SEARCH

SEARCH BY CITATION

Keywords:

  • central venous catheter;
  • factor V Leiden;
  • thrombosis;
  • bone marrow transplantation

Summary. Subclavian vein thrombosis is a well-recognized complication following central venous catheter insertion and is associated with significant morbidity. The factor V Leiden mutation is an important risk factor for deep venous thrombosis and pulmonary embolism. Whether this mutation also predisposes patients fitted with a central venous catheter to subclavian vein thrombosis is not known. The occurrence of central venous catheter-associated thrombosis was investigated in 277 consecutive patients receiving an allogeneic bone marrow transplantation. All patients received a tunnelled double or triple catheter positioned in the subclavian vein. Catheter-associated thrombosis was diagnosed on the basis of clinical signs of thrombosis, i.e. swelling and/or redness of the limb or venous engorgement and was confirmed with a colour-flow Doppler ultrasound.

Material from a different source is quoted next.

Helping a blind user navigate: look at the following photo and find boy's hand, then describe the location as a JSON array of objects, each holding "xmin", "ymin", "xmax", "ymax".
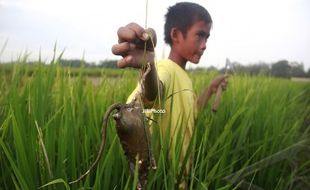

Thirteen patients were heterozygous for the factor V Leiden mutation. Seven of these patients had a subclavian vein thrombosis (54%), while this occurred in only 9% of the factor V Leiden-negative patients, corresponding with a relative risk of 7·7 (95% CI 3·3–17·9). Factor V Leiden is attributable for 17·3% of all thrombosis in patients with central venous catheters. The majority of patients with the factor V Leiden mutation with a central venous catheter will develop thrombosis. Patients with a factor V Leiden mutation should receive adequate thrombosis prophylaxis upon catheter introduction and the catheter should be removed immediately after the treatment. Based on this very high risk, we advise testing for factor V Leiden in all bone marrow transplantation patients receiving a central venous catheter.